Wednesday, January 16, 2013

Hurling Objects

     Last night, before reading Fox in Socks, I said to Clara, "Can I tell you something?"
     "Yes," she quickly replied.  Anything to hurry along the evidently meaningful conversation coming.  To wipe that steady, overbearing gaze off my face and get me to read about Mr. Knox Sir.
     "Tonight Mommy is going to give you one set of huggies, and then Daddy will give you one set of huggies, okay?"  Lord, Child, the night is half gone by the time we usually make it out of your room, I silently added.
     "Yes," Clara replied.
     "Can you look at me and say, 'Okay, Mom?'"
     "O-Tay, Mom." (Flipping through the first few pages of Fox in Socks with a plump toddler digit).
     "And then Mom will put your blankets on and stroke your hair one time, and Dad will stroke your hair one time.  And then we will give you kisses one time before we shut off the lights and close the door, okay?  Can you say, 'Okay, Mom'?" Last night I fell asleep and started drooling on your crib railing while stroking your hair for the twentieth time.  
    "O-Tay, Mom," Clara said, glancing up and grinning.  I suddenly found myself faintly unbearable, a pedantic teacher curbing free will and extracting false promises.  Maybe it would work, though.     
     We finished the book.  I maneuvered her Dora the Explorer toothbrush around her teeth while she hindered my progress by attempting to suck all the Thomas the Train toothpaste off the toothbrush's bristles. 
     We put her in her crib and covered her with all thirteen of her blankets, a procedure she has lately insisted upon and that usually turns her into a little sweat-ball. 
     "Are you sure you want all these blankets?" I asked.
     "Yes," she said firmly.
     I stroked her hair once and gave her one set of kisses.  As I straightened to leave, she said, urgently, "One more strokes, awright?"
     "Hey, we said one, remember!  You agreed," I pointed out.
     "Yes. Just one more strokes peese.  Just one more.  Awright.  Thanku."  Her tone, professional and crisp, both anticipated and curtailed any protests. She was an executive skilled at pulling extra work from slacker employees.
     "Alright, but this is the last one," I said.
     Ten minutes later, after several protracted rounds of hair-stroking and kiss-blowing, I finally gave up and left, turning off the light behind me.  
     I caught a glimpse of her just before I softly closed the door.  Her face was suffused with rage.
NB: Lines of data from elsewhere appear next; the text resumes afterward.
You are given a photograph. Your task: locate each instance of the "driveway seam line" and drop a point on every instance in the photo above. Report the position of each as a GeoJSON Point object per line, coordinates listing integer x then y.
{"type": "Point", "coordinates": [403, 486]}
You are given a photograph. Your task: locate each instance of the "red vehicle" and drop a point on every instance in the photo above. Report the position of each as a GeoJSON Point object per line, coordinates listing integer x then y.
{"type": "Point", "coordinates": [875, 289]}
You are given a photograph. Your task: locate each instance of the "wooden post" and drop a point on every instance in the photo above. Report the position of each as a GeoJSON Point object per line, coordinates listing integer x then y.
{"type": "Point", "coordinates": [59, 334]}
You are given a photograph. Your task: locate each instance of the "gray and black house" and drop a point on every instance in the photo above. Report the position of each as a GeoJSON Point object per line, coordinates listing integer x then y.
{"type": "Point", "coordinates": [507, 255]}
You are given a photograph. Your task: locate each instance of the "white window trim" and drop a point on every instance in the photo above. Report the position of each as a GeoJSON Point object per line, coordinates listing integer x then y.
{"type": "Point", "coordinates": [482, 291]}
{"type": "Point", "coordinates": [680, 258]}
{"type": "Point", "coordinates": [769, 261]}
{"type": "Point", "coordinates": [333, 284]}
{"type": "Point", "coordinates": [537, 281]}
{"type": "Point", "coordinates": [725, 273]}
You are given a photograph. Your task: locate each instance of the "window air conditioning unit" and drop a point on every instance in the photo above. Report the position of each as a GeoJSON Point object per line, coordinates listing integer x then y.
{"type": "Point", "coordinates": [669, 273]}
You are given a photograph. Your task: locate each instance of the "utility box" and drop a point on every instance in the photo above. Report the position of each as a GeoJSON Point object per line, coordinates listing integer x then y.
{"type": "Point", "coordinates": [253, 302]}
Her fists clenched the top rail of her crib as her remarkably athletic toddler thighs pumped up and down.  (When she grows a little older, she will realize that she can easily catapult herself over the rail, a high jumper in a pink, Cinderella-embellished Pull-up.)  
     Simon and I sat on the couch downstairs awhile and listened.  
    THUNK! came from her room, syncopated with a shriek.
    I raised my eyebrows at Simon.
   "Her sippy cup," he said.
   "Ah, yes.  Probably hit the dresser on its downward trajectory."
   CA-LUNK, LUNK, LUNK.
   "Books, maybe?" Simon said.
   "How?"
   "I don't know.  Maybe she can reach the bookshelf beside her crib."
   A few minutes passed.  Her screams had lessened in intensity, and I could hear thick dregs of exhaustion in her voice, yet she refused to sleep.  When I finally went back into her room, I could see why.  She had hurled all her blankets and pillow onto the floor and stood shivering in her thin jammies in the corner of her crib.
    She lay wordlessly down and I put all her blankets back on, one by one.  Her curly head looked extra small protruding from the mountain of covers.  Her enormous eyes searched my face as I murmured comfort. She pointed in mute misery to her hair.  
    "Strokes," she finally muttered.  I stroked her hair.
    She pointed to her mouth.  I gave her some more kisses.
    It turned out to be a mercifully short hair-stroking and kiss-blowing session.  Yet even still I found myself lingering, tucking tear-soaked curls behind her ears and rubbing her back.  Her eyes drowsed. 
     "Yeave, Mommy," she finally whispered.
     I left her room, and the night was at last silent.

1 comment:

  1. Ah! This is a moment you will see again... and again. Though she will fight it.. throwing her belongings, yelling, and exhausting herself only to wish the moment would not come, She knew in the end that she had to concede. The “Yeave Mommy” was her acknowledgement of the agreement but she was not happy with it...Seems a perfect life lesson (practice) to me, for tomorrow you will be there supporting and loving her in ways she doesn’t even know exists! Till Much later.